En 1914 descubrí la United Amateur Press Association y me uní a ella, una de las
organizaciones epistolares de alcance nacional de literatos noveles que publican
trabajos por su cuenta y forman, colectivamente, un mundo en miniatura de crítica
y aliento mutuos y provechosos. El beneficio recibido de esta afiliación apenas
puede sobrestimarse, pues el contacto con los variados miembros y críticos me
ayudó infinitamente a rebajar los peores arcaísmos y las pesadeces de mi estilo.

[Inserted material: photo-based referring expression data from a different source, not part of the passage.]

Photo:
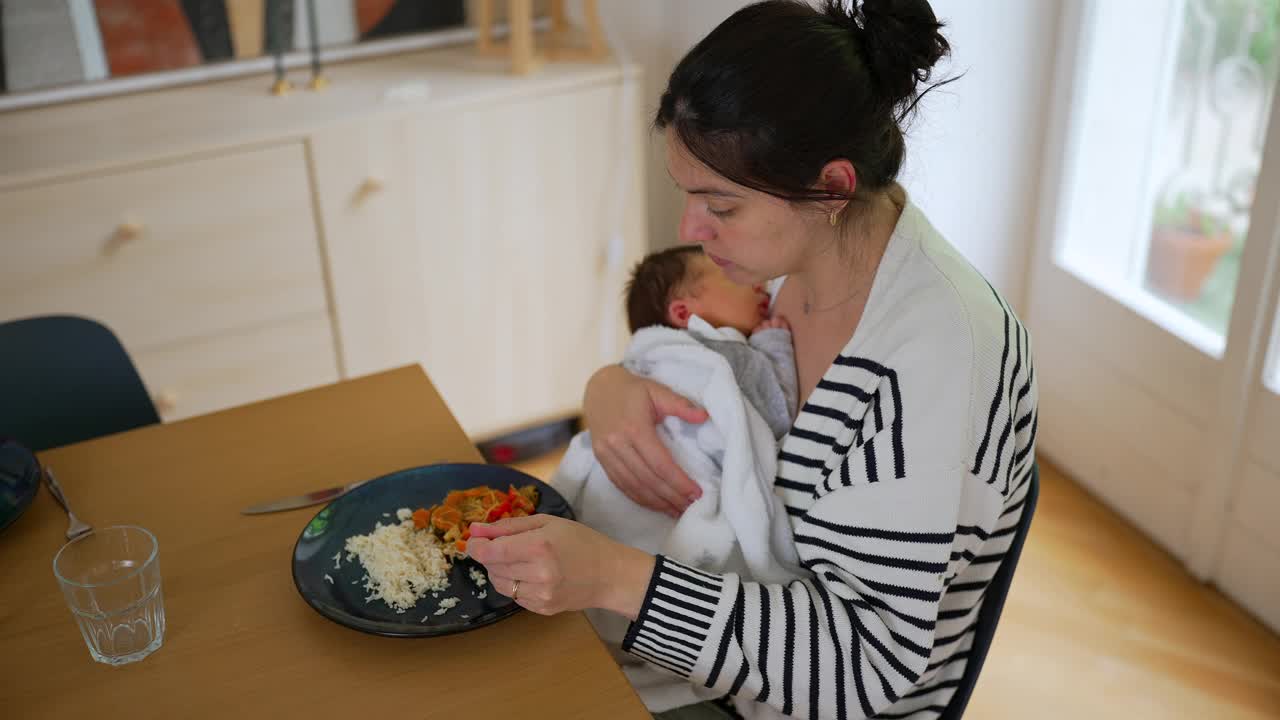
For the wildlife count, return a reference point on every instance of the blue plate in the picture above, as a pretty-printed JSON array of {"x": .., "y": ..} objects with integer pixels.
[
  {"x": 19, "y": 479},
  {"x": 356, "y": 514}
]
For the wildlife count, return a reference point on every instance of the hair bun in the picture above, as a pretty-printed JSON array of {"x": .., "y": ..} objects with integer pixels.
[{"x": 901, "y": 39}]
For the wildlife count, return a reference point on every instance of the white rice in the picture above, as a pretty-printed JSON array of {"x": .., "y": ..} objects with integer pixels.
[
  {"x": 402, "y": 564},
  {"x": 447, "y": 604}
]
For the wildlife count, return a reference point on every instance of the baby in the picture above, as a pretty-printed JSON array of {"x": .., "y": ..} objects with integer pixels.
[
  {"x": 714, "y": 342},
  {"x": 682, "y": 288}
]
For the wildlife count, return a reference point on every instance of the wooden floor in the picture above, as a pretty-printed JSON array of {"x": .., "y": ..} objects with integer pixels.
[{"x": 1101, "y": 623}]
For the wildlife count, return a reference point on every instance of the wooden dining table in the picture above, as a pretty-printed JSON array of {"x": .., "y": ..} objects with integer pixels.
[{"x": 240, "y": 642}]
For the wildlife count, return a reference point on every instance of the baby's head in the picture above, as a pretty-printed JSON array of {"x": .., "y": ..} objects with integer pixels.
[{"x": 670, "y": 286}]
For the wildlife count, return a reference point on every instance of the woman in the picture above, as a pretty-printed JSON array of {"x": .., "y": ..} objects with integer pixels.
[{"x": 905, "y": 469}]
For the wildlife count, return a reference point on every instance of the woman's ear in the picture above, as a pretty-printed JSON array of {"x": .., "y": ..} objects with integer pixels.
[
  {"x": 679, "y": 313},
  {"x": 839, "y": 177}
]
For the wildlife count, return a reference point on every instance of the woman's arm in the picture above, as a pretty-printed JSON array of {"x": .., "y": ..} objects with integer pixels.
[
  {"x": 561, "y": 565},
  {"x": 851, "y": 639},
  {"x": 622, "y": 410}
]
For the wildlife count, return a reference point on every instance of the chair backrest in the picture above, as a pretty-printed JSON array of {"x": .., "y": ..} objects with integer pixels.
[
  {"x": 993, "y": 602},
  {"x": 65, "y": 379}
]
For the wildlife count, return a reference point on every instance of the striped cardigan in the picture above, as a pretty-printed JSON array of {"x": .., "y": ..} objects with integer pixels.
[{"x": 904, "y": 478}]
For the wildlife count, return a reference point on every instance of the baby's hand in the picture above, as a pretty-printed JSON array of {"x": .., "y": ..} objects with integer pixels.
[{"x": 772, "y": 323}]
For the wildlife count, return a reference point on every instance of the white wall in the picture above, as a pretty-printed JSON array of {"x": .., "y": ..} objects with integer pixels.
[{"x": 973, "y": 154}]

Este mundo del «periodismo aficionado» está ahora mejor representado por la
National Amateur Press Association, una sociedad que puedo recomendar fuerte y
conscientemente a cualquier principiante en la creación. Fue en las filas del
amateurismo organizado donde me aconsejaron por primera vez retomar la
escritura fantástica; paso que dí en julio de 1917 con la producción de «La tumba»
y «Dagon» (ambos publicados después en Weird Tales) en rápida sucesión.
También por medio del amateurismo se establecieron los contactos que llevaron a
la primera publicación profesional de mi ficción: en 1922, cuando Home Brew
publicó un horroroso serial titulado «Herbert West - Reanimator». El mismo
círculo, además, me llevó a tratar con Clark Ashton Smith, Frank Belknap Long,
Wilfred B. Talman y otros después celebrados en el campo de las historias
extraordinarias.
Hacia 1919 el descubrimiento de Lord Dunsany -de quien tomé la idea del
panteón artificial y el fondo mítico representado por «Cthulhu», «Yog-Sothoth»,
«Yuggoth», etc.- dio un enorme impulso a mi escritura fantástica; y saqué
material en mayor cantidad que nunca antes o después. En aquella época no me
formaba ninguna idea o esperanza de publicar profesionalmente; pero el hallazgo
de Weird Tales en 1923 abrió una válvula de escape de considerable regularidad.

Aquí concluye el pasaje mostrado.